Optimization of Wind Turbine Operation by Use of Spinner Anemometer

A prototype spinner anemometer was developed from a standard scientific sonic anemometer with specially designed 1D sonic sensors. A model spinner anemometer was tested in wind tunnel with two sensor head configurations. The tests showed that the sonic sensors responded with a high influence factor on yaw errors, and that the sensors responded with sinusoidal behaviour to rotation of the spinner. The tests also revealed a significant "sensor head flow distortion effect" from the classic sensor heads. A full CFD analysis of the model spinner anemometer was made. The results showed that the calculations were almost insensitive to rotation and to wind speeds.
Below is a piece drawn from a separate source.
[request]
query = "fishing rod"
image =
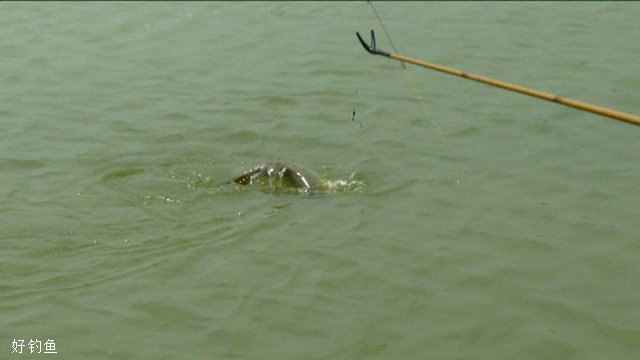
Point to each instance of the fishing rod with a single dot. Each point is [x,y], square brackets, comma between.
[618,115]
For all flow angles up to 60º the azimuth variation was a pure sinus. The shape of the responses was found to be described with a simple function that over one revolution decreases the average value with a cosine to the flow angle and increases the amplitude with a sine to the flow angle. The relation can be used in a conversion algorithm for the spinner anemometer. Field measurements were made with the model spinner anemometer. The spinner anemometer measurements were compared to measurements from a standard 3D sonic anemometer. The results showed time traces of the two instruments that were very similar. The prototype spinner anemometer was mounted on a 3.6MW prototype wind turbine. Statistics of the yaw error showed an average of about 10°. The average flow inclination angle was about 1°. The spinner anemometer measurements were correlated with wind speed and wind direction from a free meteorology mast. The results showed that the gain factor of the yaw error was only 0.80, which indicates that the yaw error measurements were overestimated with the use of the K factors from the CFD analysis. The wind speed at the free mast ahead of the wind turbine was compared to the wind speed measured by the spinner anemometer while the wind turbine was yawing while idling or stopped. The results showed that average wind speeds compared well within about 1%. The power of the 3,6MW wind turbine was analysed for varying yaw error but though the yaw error varied with more than ±20° during the period it was not possible to verify an expected cosine squared variation of power with yaw angle. The reason is that there was not sufficient data at all relevant wind speeds at the different yaw angles.